囲み取材には鈴木拡樹、村井良太、岡本姫奈(乃木坂46)と演出の中屋敷法仁が登壇した。

鈴木拡樹:鬼太郎の父役を演じます鈴木です。皆様、あけましておめでとうございます。2026年、明けましておめでたい中、こうして舞台を打たせていただきます。僕自身も今年もちろん初舞台でございますし、いい舞台をきっかけにこの1年飛躍できるように頑張っていきたいなと思います。この作品が1発目で本当に良かったなっていう思いをかみしめてこの公演やっていきたいと思いますので、最後までどうぞ応援のほどよろしくお願いします。
村井良大:水木役の村井良大です。ようやく初日の幕があるということで、とても嬉しく、そして興奮しております。しかも初日はライブ配信もあるということで、なかなか初日にライブ配信があるのは聞いたことがないんですけども、ちょっとこれはミスができないという緊張と初日の高揚感といろんなものが混ざって不思議な状態になっていると思うんです。初日をぜひ見ていただいて、舞台は変化して成長していく、進化していくので、初日の映像を見た後にちょっと本物の舞台が見たいなと思った時に、観に来ていただけるように、新たな視聴者の方が増えたら嬉しいなと思っております。この機会を楽しみながら演じたいと思います。
岡本姫奈:今年イチ、緊張しています。個人として初めて挑戦する舞台が、この本当に素晴らしい共演の皆様と、スタッフさん方と、この作品に参加させていただけたことが、本当にすごく恵まれているなと感じる日々でした。稽古中からわからないことやできないことがいっぱいでしたが、その度に助けていただきました。なので、すごく成長できた期間になったと思っています。今まで積み重ねてきたものを信じて、今日から千秋楽まで映画さやちゃんとして一生懸命いきたいと思います。
中屋敷法仁:昨日まで劇場でリハーサルをやっていましたが、あまりないことですけれど、リハーサル中に笑いと悲鳴と涙が止まらなくなるという非常に慌ただしい演出でございました。

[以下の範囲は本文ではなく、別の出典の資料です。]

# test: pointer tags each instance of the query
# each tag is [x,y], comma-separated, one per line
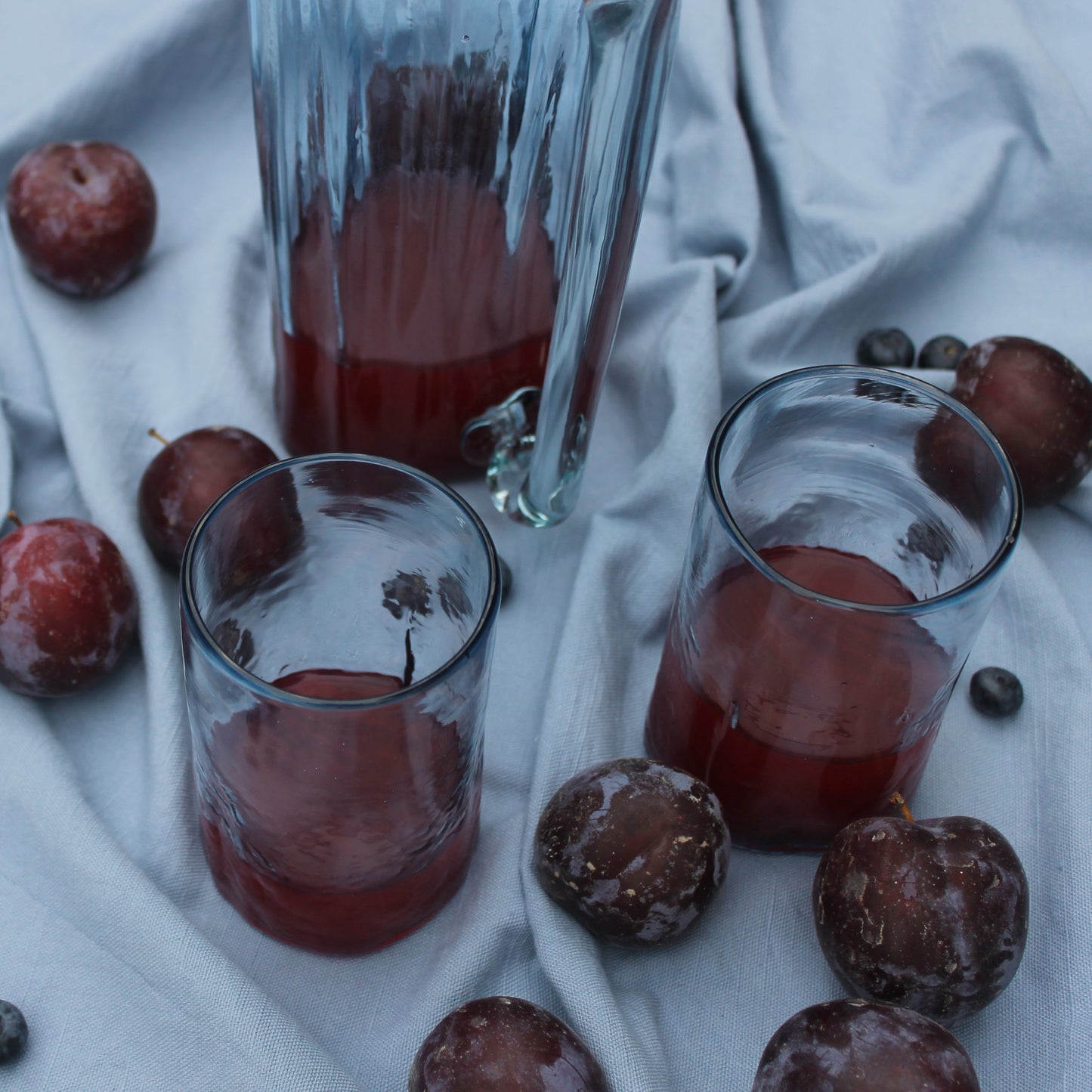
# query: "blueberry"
[942,352]
[996,691]
[12,1032]
[506,578]
[886,348]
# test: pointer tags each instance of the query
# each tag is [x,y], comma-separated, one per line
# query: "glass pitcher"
[451,191]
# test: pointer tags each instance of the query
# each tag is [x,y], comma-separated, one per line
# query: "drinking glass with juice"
[338,623]
[846,543]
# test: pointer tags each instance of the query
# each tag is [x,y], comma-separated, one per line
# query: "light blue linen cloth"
[824,167]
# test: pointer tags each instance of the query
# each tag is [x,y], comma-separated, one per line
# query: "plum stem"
[411,660]
[898,800]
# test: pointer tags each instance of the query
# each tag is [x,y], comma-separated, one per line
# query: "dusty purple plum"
[1038,404]
[932,915]
[858,1045]
[68,608]
[186,478]
[82,214]
[503,1044]
[633,849]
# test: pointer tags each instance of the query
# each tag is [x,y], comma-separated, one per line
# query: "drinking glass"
[846,543]
[451,194]
[338,616]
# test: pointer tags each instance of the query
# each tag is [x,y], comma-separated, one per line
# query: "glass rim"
[212,651]
[930,391]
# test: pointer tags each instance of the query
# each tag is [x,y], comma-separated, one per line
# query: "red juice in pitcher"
[334,837]
[795,711]
[412,320]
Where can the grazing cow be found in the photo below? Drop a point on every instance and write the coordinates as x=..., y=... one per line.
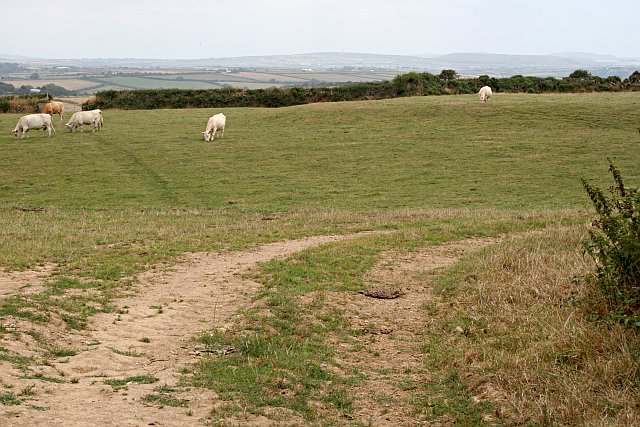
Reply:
x=80, y=118
x=54, y=107
x=33, y=121
x=215, y=123
x=485, y=93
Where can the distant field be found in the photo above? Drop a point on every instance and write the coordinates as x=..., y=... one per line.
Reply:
x=155, y=83
x=70, y=84
x=197, y=79
x=474, y=213
x=516, y=152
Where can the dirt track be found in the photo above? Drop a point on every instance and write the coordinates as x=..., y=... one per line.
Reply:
x=203, y=293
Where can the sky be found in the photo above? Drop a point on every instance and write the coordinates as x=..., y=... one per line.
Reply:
x=189, y=29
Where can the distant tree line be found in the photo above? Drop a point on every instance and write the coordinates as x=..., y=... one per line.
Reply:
x=410, y=84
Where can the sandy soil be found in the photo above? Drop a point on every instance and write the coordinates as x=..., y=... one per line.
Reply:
x=203, y=293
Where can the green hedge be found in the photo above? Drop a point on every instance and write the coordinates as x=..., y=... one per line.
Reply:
x=410, y=84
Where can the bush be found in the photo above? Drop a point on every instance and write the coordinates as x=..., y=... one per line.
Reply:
x=615, y=247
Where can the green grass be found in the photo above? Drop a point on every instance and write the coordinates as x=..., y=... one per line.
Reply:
x=519, y=152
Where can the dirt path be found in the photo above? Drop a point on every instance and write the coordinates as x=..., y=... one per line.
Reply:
x=152, y=337
x=199, y=294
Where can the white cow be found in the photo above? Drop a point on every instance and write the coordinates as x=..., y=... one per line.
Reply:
x=33, y=121
x=485, y=93
x=215, y=123
x=80, y=118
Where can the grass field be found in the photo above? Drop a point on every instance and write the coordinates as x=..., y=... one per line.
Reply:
x=426, y=170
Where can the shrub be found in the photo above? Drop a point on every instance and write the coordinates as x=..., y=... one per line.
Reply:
x=615, y=247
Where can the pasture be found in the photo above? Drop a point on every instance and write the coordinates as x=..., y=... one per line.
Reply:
x=496, y=336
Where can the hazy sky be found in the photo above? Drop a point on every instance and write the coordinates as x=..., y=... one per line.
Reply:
x=203, y=29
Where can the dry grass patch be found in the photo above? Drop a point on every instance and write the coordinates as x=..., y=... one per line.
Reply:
x=520, y=338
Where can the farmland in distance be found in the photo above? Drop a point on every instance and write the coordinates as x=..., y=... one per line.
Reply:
x=87, y=82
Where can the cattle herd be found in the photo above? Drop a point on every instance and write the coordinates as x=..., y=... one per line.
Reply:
x=216, y=123
x=43, y=120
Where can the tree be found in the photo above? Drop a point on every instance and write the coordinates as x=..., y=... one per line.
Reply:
x=6, y=88
x=580, y=74
x=448, y=75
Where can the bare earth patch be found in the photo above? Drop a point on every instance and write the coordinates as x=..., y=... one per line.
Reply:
x=24, y=282
x=151, y=338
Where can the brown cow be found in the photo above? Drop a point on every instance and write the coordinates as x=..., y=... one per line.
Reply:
x=54, y=107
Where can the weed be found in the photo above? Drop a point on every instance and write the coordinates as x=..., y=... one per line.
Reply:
x=615, y=248
x=139, y=379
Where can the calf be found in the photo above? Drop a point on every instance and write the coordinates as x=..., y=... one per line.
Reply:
x=215, y=123
x=33, y=121
x=81, y=118
x=54, y=107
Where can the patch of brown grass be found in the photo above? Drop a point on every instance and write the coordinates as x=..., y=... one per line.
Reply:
x=528, y=345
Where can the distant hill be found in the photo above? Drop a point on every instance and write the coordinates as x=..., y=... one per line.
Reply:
x=498, y=65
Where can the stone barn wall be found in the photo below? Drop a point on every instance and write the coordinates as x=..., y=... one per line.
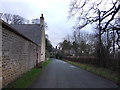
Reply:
x=19, y=54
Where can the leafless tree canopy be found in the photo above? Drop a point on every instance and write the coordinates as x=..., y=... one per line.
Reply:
x=87, y=11
x=102, y=12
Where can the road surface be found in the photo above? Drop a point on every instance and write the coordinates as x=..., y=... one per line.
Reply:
x=60, y=74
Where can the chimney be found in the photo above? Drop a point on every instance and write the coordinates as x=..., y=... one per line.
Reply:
x=41, y=17
x=42, y=44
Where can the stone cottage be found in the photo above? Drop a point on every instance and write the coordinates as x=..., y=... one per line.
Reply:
x=22, y=47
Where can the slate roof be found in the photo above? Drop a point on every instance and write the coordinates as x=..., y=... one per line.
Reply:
x=31, y=31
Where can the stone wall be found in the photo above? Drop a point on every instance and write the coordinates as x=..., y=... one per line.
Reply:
x=19, y=55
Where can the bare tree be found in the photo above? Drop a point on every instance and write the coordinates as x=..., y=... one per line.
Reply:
x=7, y=17
x=35, y=21
x=87, y=12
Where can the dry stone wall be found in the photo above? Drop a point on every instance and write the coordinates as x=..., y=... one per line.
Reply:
x=19, y=55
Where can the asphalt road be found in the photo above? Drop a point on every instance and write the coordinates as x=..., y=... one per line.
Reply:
x=59, y=74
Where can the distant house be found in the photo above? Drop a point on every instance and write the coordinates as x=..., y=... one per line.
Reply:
x=22, y=47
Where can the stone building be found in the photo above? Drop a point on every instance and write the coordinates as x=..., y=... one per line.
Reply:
x=22, y=47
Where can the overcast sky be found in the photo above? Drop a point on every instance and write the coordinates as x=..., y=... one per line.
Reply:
x=55, y=14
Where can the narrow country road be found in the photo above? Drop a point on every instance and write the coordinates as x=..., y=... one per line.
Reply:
x=60, y=74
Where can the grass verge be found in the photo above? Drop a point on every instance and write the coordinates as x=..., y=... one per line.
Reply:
x=27, y=78
x=103, y=72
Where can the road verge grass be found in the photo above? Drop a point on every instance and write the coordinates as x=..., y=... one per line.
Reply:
x=27, y=78
x=103, y=72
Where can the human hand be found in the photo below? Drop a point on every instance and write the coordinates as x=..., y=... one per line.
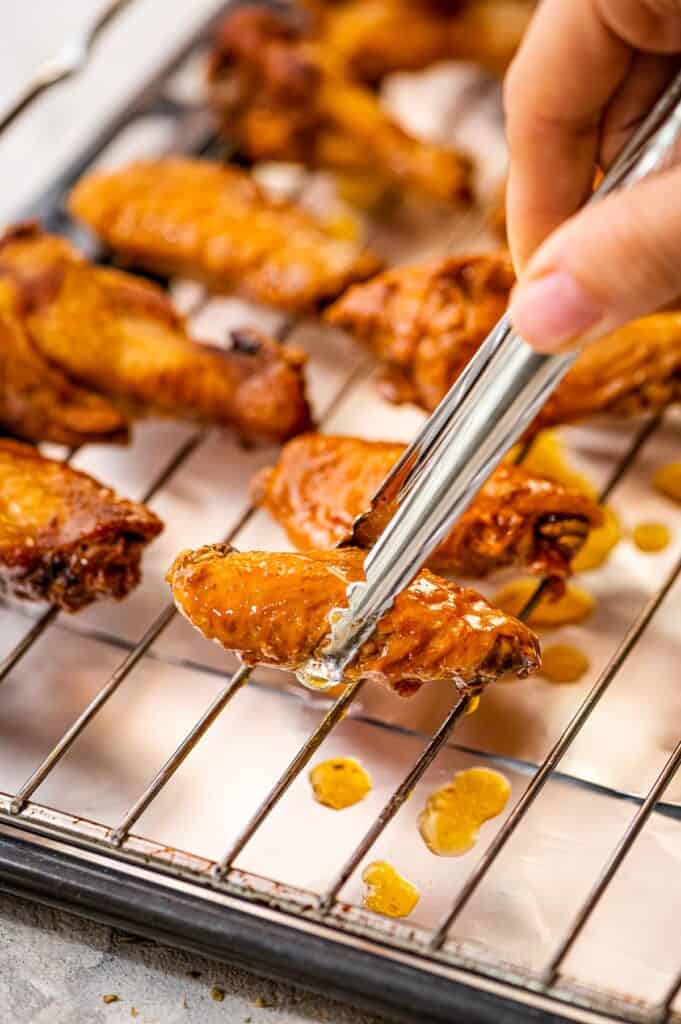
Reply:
x=587, y=74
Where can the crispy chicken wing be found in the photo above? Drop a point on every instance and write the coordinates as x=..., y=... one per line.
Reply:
x=215, y=223
x=426, y=322
x=283, y=96
x=121, y=336
x=37, y=400
x=65, y=538
x=273, y=608
x=376, y=37
x=322, y=483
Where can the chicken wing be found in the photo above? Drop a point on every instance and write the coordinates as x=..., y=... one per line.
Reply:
x=121, y=336
x=37, y=401
x=273, y=608
x=65, y=538
x=282, y=95
x=376, y=37
x=215, y=223
x=322, y=483
x=426, y=322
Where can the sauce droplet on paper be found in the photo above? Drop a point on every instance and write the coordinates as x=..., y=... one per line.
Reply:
x=599, y=543
x=563, y=664
x=651, y=537
x=575, y=605
x=668, y=480
x=387, y=892
x=339, y=782
x=451, y=820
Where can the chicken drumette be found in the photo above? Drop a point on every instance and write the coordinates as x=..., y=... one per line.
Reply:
x=216, y=224
x=282, y=94
x=322, y=483
x=424, y=323
x=65, y=538
x=120, y=336
x=273, y=608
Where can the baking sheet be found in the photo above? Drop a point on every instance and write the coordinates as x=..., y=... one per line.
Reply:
x=528, y=899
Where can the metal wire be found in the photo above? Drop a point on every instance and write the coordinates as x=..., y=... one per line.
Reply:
x=553, y=758
x=615, y=859
x=394, y=804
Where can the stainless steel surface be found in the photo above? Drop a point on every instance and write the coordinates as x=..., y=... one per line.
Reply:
x=173, y=700
x=65, y=64
x=487, y=409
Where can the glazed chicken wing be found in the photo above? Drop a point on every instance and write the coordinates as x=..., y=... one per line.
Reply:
x=37, y=400
x=273, y=608
x=121, y=336
x=283, y=96
x=322, y=483
x=65, y=538
x=425, y=323
x=376, y=37
x=214, y=223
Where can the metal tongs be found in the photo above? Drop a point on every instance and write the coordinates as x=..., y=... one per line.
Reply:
x=480, y=418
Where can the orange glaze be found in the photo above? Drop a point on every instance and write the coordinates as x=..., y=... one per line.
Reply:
x=322, y=483
x=387, y=892
x=651, y=537
x=668, y=480
x=563, y=664
x=339, y=782
x=453, y=815
x=273, y=608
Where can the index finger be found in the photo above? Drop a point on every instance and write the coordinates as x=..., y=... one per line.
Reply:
x=569, y=66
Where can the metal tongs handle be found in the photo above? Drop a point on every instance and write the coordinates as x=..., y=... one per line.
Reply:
x=66, y=62
x=484, y=413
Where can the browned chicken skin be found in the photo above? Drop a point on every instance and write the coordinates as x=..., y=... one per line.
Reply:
x=121, y=336
x=376, y=37
x=273, y=608
x=38, y=402
x=322, y=483
x=65, y=538
x=425, y=323
x=215, y=224
x=282, y=95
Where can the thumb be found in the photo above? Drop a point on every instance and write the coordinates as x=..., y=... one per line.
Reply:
x=611, y=262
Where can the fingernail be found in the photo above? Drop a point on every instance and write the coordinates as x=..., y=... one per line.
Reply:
x=552, y=310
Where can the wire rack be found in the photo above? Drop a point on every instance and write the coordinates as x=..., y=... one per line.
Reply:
x=212, y=904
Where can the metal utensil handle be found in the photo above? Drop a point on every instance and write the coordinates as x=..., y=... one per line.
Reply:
x=69, y=60
x=483, y=414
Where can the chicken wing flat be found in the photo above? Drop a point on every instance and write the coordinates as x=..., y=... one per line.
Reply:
x=121, y=336
x=322, y=483
x=425, y=323
x=273, y=608
x=376, y=37
x=215, y=224
x=65, y=538
x=40, y=403
x=282, y=95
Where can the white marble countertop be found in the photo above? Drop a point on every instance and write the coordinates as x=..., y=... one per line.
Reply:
x=55, y=968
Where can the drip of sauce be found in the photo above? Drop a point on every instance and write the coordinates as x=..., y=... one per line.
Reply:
x=451, y=820
x=548, y=458
x=650, y=537
x=339, y=782
x=575, y=605
x=563, y=664
x=668, y=480
x=599, y=543
x=387, y=892
x=472, y=706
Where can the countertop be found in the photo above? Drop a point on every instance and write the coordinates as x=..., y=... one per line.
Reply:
x=56, y=968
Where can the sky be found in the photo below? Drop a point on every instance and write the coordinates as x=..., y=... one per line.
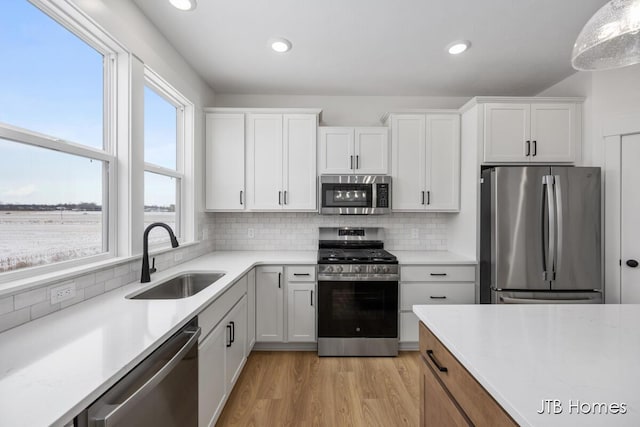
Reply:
x=51, y=82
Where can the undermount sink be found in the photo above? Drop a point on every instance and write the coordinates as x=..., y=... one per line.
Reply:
x=182, y=286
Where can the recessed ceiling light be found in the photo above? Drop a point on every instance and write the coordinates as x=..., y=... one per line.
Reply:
x=458, y=47
x=280, y=45
x=183, y=4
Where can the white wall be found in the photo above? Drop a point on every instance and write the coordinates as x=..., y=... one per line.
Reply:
x=343, y=110
x=608, y=93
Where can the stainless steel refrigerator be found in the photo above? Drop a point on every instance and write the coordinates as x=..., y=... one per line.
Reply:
x=540, y=235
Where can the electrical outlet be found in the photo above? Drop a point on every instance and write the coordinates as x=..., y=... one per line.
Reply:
x=63, y=293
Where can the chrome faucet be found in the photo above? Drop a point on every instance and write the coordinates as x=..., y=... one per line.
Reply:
x=146, y=271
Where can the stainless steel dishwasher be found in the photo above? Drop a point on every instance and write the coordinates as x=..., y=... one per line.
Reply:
x=160, y=391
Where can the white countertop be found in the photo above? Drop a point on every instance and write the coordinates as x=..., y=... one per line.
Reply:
x=431, y=257
x=55, y=366
x=522, y=354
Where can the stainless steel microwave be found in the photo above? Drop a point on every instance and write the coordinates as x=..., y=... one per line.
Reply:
x=355, y=194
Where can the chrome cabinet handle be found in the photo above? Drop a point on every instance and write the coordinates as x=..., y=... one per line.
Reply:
x=435, y=361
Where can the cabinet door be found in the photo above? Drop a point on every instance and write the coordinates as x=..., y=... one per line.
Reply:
x=443, y=162
x=301, y=312
x=553, y=132
x=336, y=151
x=236, y=352
x=251, y=310
x=372, y=151
x=269, y=304
x=212, y=386
x=300, y=162
x=264, y=168
x=224, y=187
x=408, y=146
x=506, y=131
x=437, y=406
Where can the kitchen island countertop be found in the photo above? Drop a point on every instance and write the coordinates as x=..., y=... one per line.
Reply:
x=582, y=356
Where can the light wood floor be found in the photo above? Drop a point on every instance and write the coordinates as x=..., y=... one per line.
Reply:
x=302, y=389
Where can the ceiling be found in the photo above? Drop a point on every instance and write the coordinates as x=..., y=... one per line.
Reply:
x=376, y=47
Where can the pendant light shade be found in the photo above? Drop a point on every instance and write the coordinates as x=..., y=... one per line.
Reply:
x=611, y=38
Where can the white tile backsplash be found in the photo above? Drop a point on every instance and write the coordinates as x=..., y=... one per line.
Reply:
x=299, y=231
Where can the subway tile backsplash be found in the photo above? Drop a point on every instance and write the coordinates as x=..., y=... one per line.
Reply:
x=299, y=231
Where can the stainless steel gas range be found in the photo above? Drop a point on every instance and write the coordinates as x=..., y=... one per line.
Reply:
x=357, y=294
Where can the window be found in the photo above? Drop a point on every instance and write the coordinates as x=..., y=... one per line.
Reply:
x=164, y=151
x=55, y=162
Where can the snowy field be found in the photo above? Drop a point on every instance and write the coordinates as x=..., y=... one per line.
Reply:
x=34, y=238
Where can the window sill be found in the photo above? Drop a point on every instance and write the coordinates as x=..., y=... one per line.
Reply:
x=27, y=283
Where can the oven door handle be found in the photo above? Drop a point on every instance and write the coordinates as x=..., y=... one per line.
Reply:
x=108, y=414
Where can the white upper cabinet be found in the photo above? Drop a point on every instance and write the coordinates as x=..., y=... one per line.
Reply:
x=507, y=130
x=264, y=141
x=336, y=151
x=299, y=172
x=426, y=162
x=347, y=150
x=553, y=132
x=530, y=133
x=225, y=187
x=281, y=162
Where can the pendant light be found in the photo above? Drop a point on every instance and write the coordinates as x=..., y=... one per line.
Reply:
x=611, y=38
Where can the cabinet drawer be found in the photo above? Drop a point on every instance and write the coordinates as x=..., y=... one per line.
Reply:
x=438, y=273
x=436, y=293
x=301, y=273
x=213, y=314
x=474, y=400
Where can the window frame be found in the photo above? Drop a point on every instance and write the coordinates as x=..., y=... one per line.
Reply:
x=184, y=209
x=73, y=20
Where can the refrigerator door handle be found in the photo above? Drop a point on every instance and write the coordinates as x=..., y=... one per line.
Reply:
x=548, y=183
x=557, y=189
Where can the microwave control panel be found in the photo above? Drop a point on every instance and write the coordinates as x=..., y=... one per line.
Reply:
x=383, y=196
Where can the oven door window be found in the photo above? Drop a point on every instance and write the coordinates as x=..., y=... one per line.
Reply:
x=347, y=195
x=358, y=309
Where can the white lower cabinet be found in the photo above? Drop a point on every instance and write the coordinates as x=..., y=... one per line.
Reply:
x=221, y=350
x=251, y=310
x=301, y=311
x=269, y=304
x=432, y=284
x=286, y=304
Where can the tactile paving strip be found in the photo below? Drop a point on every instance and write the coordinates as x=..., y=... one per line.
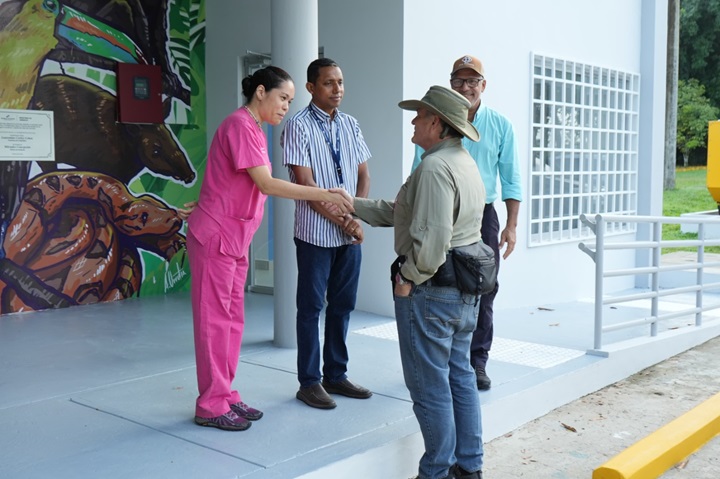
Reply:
x=506, y=350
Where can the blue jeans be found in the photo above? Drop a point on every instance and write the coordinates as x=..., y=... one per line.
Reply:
x=331, y=273
x=435, y=326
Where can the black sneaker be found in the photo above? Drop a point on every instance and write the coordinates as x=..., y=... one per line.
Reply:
x=457, y=472
x=245, y=411
x=227, y=422
x=316, y=396
x=483, y=380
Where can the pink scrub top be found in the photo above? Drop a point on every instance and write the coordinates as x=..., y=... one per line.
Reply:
x=230, y=203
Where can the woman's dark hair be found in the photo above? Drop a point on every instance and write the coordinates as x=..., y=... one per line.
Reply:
x=270, y=77
x=314, y=68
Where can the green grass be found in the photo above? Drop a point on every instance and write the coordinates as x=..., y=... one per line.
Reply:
x=690, y=195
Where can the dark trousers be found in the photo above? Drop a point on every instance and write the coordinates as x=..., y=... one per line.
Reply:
x=482, y=336
x=331, y=273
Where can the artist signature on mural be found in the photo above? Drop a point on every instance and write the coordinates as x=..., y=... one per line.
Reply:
x=174, y=277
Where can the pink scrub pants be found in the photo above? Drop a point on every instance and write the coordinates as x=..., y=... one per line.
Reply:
x=218, y=303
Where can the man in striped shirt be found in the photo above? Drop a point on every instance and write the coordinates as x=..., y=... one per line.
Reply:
x=324, y=147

本当にキャストの皆様、クリエイターの皆様、スタッフの皆様のチームワークとエネルギーによって、この作品が劇場空間で花開いているという印象を受けています。早く見てほしいというよりは、もう早く見たいという気持ちでいっぱいです。
―注目ポイントは?
鈴木:ベースのお話として人間関係などが複雑で、そこを結構描いているので、妖怪サイドとして、それにどう関わっていくかですが、やり取りしていて面白いです。皆さんがヒューマンドラマを楽しんでくださっているところに、スパイスを出せるところが1つ、まずこの役の面白さかなと思います。あとやっぱり妖怪の担当ですので、激しいアクションも1つ売りになっています。それは人物同士が戦ったり、大きな妖怪が出てきたり、なんと映像と戦うシーンもございます。そういう迫力をいろんな見せ方で表現してますので、そういう部分も楽しんでいただけたらなと思っています。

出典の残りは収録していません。